Taking advantage of neighboring pines, he worked rapidly, and
Ruth watched him make a cache similar to those sometimes used by
hunters to preserve their meat from the wolverines and dogs. One
after the other, he bent the tops of two small pines toward each
other and nearly to the ground, making them fast with thongs of
moosehide. Then he beat the dogs into submission and harnessed them
to two of the sleds, loading the same with everything but the furs
which enveloped Mason. These he wrapped and lashed tightly about
him, fastening either end of the robes to the bent pines. A single
stroke of his hunting-knife would release them and send the body
high in the air.
Ruth had received her husband's last wishes and made no
struggle. Poor girl, she had learned the lesson of obedience well.
From a child, she had bowed, and seen all women bow, to the lords
of creation, and it did not seem in the nature of things for woman
to resist. The Kid permitted her one outburst of grief, as she
kissed her husband,-her own people had no such custom,-then led her
to the foremost sled and helped her into her snowshoes. Blindly,
instinctively, she took the gee-pole and whip, and "mushed" the
dogs out on the trail. Then he returned to Mason, who had fallen
into a coma; and long after she was out of sight, crouched by the
fire, waiting, hoping, praying for his comrade to die.

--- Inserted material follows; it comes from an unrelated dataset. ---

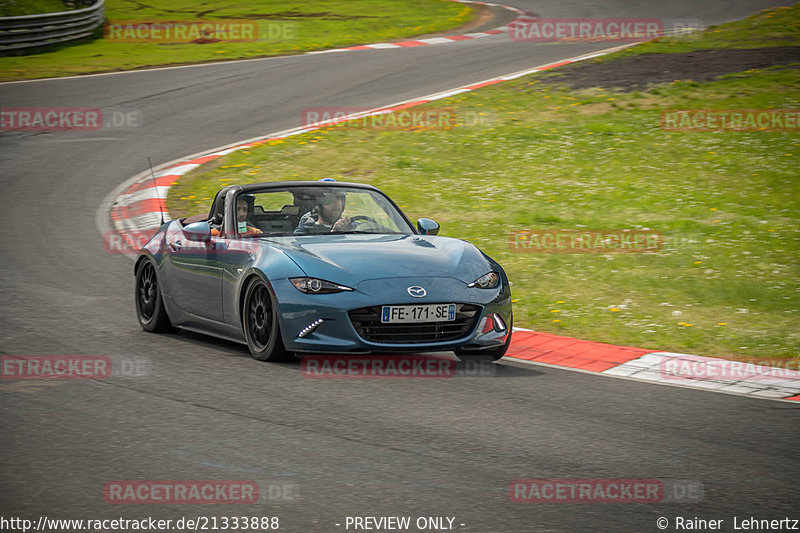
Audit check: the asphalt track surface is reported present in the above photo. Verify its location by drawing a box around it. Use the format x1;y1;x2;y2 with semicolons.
0;0;800;532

It is not pleasant to be alone with painful thoughts in the
White Silence. The silence of gloom is merciful, shrouding one as
with protection and breathing a thousand intangible sympathies; but
the bright White Silence, clear and cold, under steely skies, is
pitiless.
An hour passed,-two hours,-but the man would not die. At high
noon, the sun, without raising its rim above the southern horizon,
threw a suggestion of fire athwart the heavens, then quickly drew
it back. Malemute Kid roused and dragged himself to his comrade's
side. He cast one glance about him. The White Silence seemed to
sneer, and a great fear came upon him. There was a sharp report;
Mason swung into his aerial sepulchre; and Malemute Kid lashed the
dogs into a wild gallop as he fled across the snow.